If you’ve recently stopped swaddling your baby at the 2 month period, it could be the case that your child is struggling to adjust to life without it. This can make it much harder to get them to settle.
A good alternative is trying a sleep sack that offers a good amount of restrictive comfort and coziness without any of the health risks of swaddling your baby past a certain age. Our Zipadee-Zips, for example, have a star-shaped pointed sleeve and star-fish design that is created to improve sleep.
We made this to prevent babies starting from the Moro reflex while giving parents a reliable (and adorable) swaddle transition product that imitates the cozy sensation babies enjoy so much in the swaddle and the womb.
No matter how frustrated you feel, don’t shake your baby. Shaken baby syndrome, resulting from this act, is a kind of abusive head trauma that can give your baby brain damage.
It’s probably not likely that you will shake your baby in a way that will lead to this (gentle rocking and bouncing is fine as long as it's not too vigorous), but it’s worth understanding that this is not always caused by poor parenting alone and often stems from stresses at home, the outside stressors created by work, social, and/or financial challenges, according to the CDC.
If you are feeling any of these things or a decline in your mental health, do what you can to take a moment and recalibrate. It can also help to:
- Ask for help from others (partner, friends, family, caregiver, medical professional)
- Take a break from the situation
- Create a stress-prevention plan for yourself
- Consult a doctor about inconsolable crying for reassurance and advice
- Remember that when your child gets older crying will be much less frequent
Finding ways to ease your stress can be just as effective at calming your baby as methods that solely focus on them. When learning how to stop your baby from crying at night, you should also be considerate of your role as their main source of comfort and structure. If you’re not feeling well or are stressed, it’s always going to be harder for you to create the kind of zen atmosphere your baby needs to sleep.
Also, if a technique or method seems a bit “wild” or dangerous, it probably is. A quick and 100% effective fix for baby crying, (despite all of us having prayed for this at one time or another) doesn’t exist.

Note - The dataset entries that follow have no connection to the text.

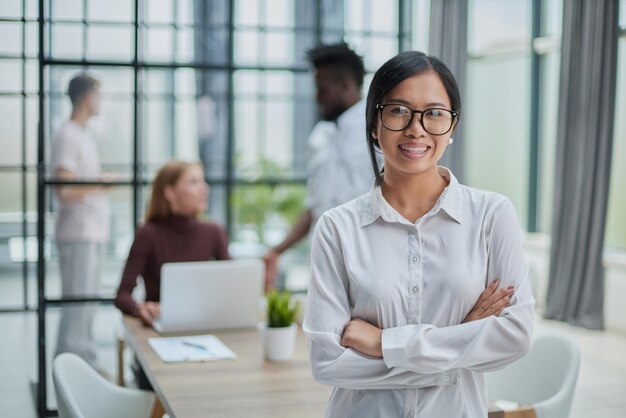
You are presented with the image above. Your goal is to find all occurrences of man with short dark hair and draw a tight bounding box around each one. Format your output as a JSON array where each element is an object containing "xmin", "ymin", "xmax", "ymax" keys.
[
  {"xmin": 263, "ymin": 42, "xmax": 380, "ymax": 288},
  {"xmin": 50, "ymin": 72, "xmax": 110, "ymax": 368}
]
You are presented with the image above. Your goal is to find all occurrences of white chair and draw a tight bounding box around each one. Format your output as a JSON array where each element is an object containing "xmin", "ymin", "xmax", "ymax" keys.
[
  {"xmin": 486, "ymin": 333, "xmax": 580, "ymax": 418},
  {"xmin": 53, "ymin": 353, "xmax": 158, "ymax": 418}
]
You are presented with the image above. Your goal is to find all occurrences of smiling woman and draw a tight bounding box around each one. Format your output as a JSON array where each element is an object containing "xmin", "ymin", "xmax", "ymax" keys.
[
  {"xmin": 372, "ymin": 71, "xmax": 458, "ymax": 196},
  {"xmin": 303, "ymin": 51, "xmax": 535, "ymax": 418},
  {"xmin": 115, "ymin": 160, "xmax": 230, "ymax": 326}
]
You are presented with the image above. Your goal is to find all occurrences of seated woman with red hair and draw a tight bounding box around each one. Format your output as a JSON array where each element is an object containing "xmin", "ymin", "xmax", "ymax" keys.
[{"xmin": 115, "ymin": 160, "xmax": 230, "ymax": 326}]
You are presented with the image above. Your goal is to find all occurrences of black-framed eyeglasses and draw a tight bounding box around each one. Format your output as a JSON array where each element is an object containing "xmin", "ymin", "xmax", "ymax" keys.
[{"xmin": 376, "ymin": 103, "xmax": 458, "ymax": 135}]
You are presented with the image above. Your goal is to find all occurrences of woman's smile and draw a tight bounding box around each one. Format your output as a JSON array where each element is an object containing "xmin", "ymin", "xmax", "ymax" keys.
[{"xmin": 398, "ymin": 142, "xmax": 431, "ymax": 159}]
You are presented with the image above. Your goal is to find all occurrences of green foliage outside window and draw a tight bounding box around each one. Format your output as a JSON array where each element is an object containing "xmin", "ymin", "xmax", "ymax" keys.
[{"xmin": 232, "ymin": 157, "xmax": 306, "ymax": 244}]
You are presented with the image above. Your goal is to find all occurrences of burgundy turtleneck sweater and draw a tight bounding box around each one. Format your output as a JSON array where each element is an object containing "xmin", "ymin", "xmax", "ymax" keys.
[{"xmin": 114, "ymin": 214, "xmax": 231, "ymax": 316}]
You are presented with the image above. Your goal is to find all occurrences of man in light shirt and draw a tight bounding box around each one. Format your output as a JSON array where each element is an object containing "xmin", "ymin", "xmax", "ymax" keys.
[
  {"xmin": 263, "ymin": 42, "xmax": 380, "ymax": 288},
  {"xmin": 50, "ymin": 73, "xmax": 110, "ymax": 367}
]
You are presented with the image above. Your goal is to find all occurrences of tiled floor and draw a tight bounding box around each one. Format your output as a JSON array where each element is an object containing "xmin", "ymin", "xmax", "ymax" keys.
[
  {"xmin": 0, "ymin": 307, "xmax": 122, "ymax": 418},
  {"xmin": 1, "ymin": 309, "xmax": 625, "ymax": 418}
]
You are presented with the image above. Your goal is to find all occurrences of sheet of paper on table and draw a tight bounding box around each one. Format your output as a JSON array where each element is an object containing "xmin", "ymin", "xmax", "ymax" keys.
[{"xmin": 148, "ymin": 335, "xmax": 238, "ymax": 363}]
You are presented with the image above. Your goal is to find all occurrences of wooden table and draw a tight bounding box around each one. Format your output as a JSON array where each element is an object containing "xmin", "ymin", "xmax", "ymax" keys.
[
  {"xmin": 123, "ymin": 316, "xmax": 536, "ymax": 418},
  {"xmin": 123, "ymin": 316, "xmax": 329, "ymax": 418},
  {"xmin": 488, "ymin": 403, "xmax": 537, "ymax": 418}
]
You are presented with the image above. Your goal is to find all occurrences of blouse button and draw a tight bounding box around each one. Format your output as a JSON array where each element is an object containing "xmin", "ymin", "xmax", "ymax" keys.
[
  {"xmin": 412, "ymin": 286, "xmax": 418, "ymax": 293},
  {"xmin": 412, "ymin": 256, "xmax": 418, "ymax": 263}
]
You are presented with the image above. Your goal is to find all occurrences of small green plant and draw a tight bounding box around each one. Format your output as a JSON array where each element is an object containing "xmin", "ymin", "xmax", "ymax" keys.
[{"xmin": 266, "ymin": 289, "xmax": 300, "ymax": 328}]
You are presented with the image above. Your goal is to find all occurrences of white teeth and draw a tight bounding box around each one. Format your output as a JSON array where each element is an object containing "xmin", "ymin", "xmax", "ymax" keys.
[{"xmin": 400, "ymin": 145, "xmax": 427, "ymax": 153}]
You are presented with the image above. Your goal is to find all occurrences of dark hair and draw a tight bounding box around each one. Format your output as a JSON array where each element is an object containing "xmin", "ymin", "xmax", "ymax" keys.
[
  {"xmin": 366, "ymin": 51, "xmax": 461, "ymax": 185},
  {"xmin": 306, "ymin": 42, "xmax": 365, "ymax": 88},
  {"xmin": 67, "ymin": 72, "xmax": 100, "ymax": 106}
]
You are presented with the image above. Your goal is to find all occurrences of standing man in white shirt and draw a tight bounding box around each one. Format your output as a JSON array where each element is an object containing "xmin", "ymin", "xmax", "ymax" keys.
[
  {"xmin": 263, "ymin": 42, "xmax": 379, "ymax": 288},
  {"xmin": 50, "ymin": 73, "xmax": 110, "ymax": 367}
]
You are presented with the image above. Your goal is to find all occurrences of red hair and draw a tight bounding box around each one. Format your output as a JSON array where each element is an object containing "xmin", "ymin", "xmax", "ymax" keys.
[{"xmin": 145, "ymin": 160, "xmax": 203, "ymax": 223}]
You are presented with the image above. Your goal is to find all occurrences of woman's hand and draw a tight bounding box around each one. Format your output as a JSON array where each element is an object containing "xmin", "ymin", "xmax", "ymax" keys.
[
  {"xmin": 341, "ymin": 318, "xmax": 383, "ymax": 358},
  {"xmin": 463, "ymin": 279, "xmax": 514, "ymax": 323},
  {"xmin": 136, "ymin": 301, "xmax": 160, "ymax": 326}
]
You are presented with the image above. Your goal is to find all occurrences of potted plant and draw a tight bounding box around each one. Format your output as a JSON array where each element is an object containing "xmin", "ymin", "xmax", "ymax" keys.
[{"xmin": 258, "ymin": 289, "xmax": 300, "ymax": 361}]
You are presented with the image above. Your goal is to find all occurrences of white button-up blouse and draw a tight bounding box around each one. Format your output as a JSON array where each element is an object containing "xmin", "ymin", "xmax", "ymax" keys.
[{"xmin": 303, "ymin": 167, "xmax": 535, "ymax": 418}]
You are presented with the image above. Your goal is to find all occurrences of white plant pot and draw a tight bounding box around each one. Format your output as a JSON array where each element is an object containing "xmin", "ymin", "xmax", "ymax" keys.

Learn More About Promoting Safe Baby Sleep
As hard as it is to sustain sometimes, patience and consistency are probably your best weapons when it comes to learning how to stop your baby from crying at night.
Together with some general resilience to your baby’s crying, observing your baby calmy to understand their needs while having the strength to see through your overall sleep training plan is what will really help to reduce nighttime crying in the long run.
Sometimes your baby will just decide that it’s time to cry and there’s nothing you can do to stop them. Accepting this fact and managing to stay sane is what you should focus on in these situations, rather than panicking or re-trying every sleeping technique you’ve already tried.
As long as you do the important checks for things like hunger and illness, it’s not the end of the world if your child has a few nights of heavy crying.